Musically I love the sleaze punk vibe of ‘New York Queen/ London whore’ which is one of my favourite tracks here. Sonically it’s got elements of those cool rocked-up punk bands like New York Dolls and Hanoi Rocks, but playing a straight ahead no frills rock and roll.



Another favourite is ‘Nu-sonic plague’ (still no idea what a nu sonic plague is but it’s probably going to contribute to global warming) which has the chorus to raise the roof live. And is one that you just have to hear if you’re into that downloading nonsense!

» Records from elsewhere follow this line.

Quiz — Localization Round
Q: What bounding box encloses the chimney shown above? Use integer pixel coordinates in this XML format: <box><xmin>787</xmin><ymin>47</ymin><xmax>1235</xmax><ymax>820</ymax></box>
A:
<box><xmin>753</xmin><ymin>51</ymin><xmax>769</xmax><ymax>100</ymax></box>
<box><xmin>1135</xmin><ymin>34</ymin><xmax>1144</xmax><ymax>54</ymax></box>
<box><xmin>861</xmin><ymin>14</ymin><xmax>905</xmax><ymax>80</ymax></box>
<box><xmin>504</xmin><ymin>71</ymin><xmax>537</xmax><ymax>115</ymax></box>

One of the only tracks that doesn’t immediately stand tall is the ballad ‘Bad Woman’ which just lacks a little, but is almost redeemed entirely by a great chorus and great solo. It’s a song that looks back to classic rock and it’s probably the only song here that I feel has been a little undersold.



If you are still sat on the fence then Track 6 ‘Ruby Roulette’ goes a long way to sealing the deal – its melodic sleaze that has a hook that makes you wonder why music like this went out of fashion – ever! More like this and maybe, it’s on the way back. It’s a great song and its worth nothing that Andy’s voice is perhaps at it’s best here, which more of a Sunset Strip quality to it – becoming another instrument in the overall musical picture, along with the pounding drums and some great thrusting guitars; but it’s a groove created by the bass that really clicks and stays and hits you between the eyes… Definitely one of my standout tracks from the album.



‘Bittersweet’ is another one of my favourites here with the ‘Hey hey hey’ refrain that opens, backed up with a Cult-like Electric-era riff and a laid back vocal. There’s a great melodic-sleaze chorus, but again a very modern take on the genre. The breakdown soothes you into a solo that sounds both fresh and exciting. This is already sounding like the CD that you knew Babyjane was capable of making when you heard some of the jagged gems on their debut. It’s a winner and this is one of those songs that I really feel could get them airplay.



‘Fakin’ It’ has the frenetic urgency of AC/DC riff meeting a Crue-like driving vocal, a live anthem if you ever heard one and I love the gang vocals that cement the sleazy love affair the band has with the eighties rock scene.



‘Underground Detention’ takes a few chances that pay off. It builds on a riff; expands, and then when you expect it to explode it slows: it’s a nice and unexpected twist. A song that sits on a driving bass with a modern vocal and smalls like a possible cross-over for rock radio.



‘Somebody Up There hates me’ has a wonderful intro that falls back on bare bones bass and drums (great drum sound here) when the vocals kick in. It’s a song that shows the guys can distance themselves from their primary influences sonically if not in the dangerous vibe that music is driven by.



At 50 seconds long ‘Bleeding Eyes’ sounds like it would be better placed as part of an intro to another song, rather than closing us out: It’s acoustic noodling, with an experimental background echoed vocal you expect to click into an epic like “Black Diamond’ at any point. Still it’s a minor quibble only.



So to round it up, if you liked what you tasted first time round then this has only gotten sweeter: the songs better, the production  magnificent and I’m sure the boys will be extremely happy too. More great music from Western Australia.



Babyjane will be launching their new album very soon.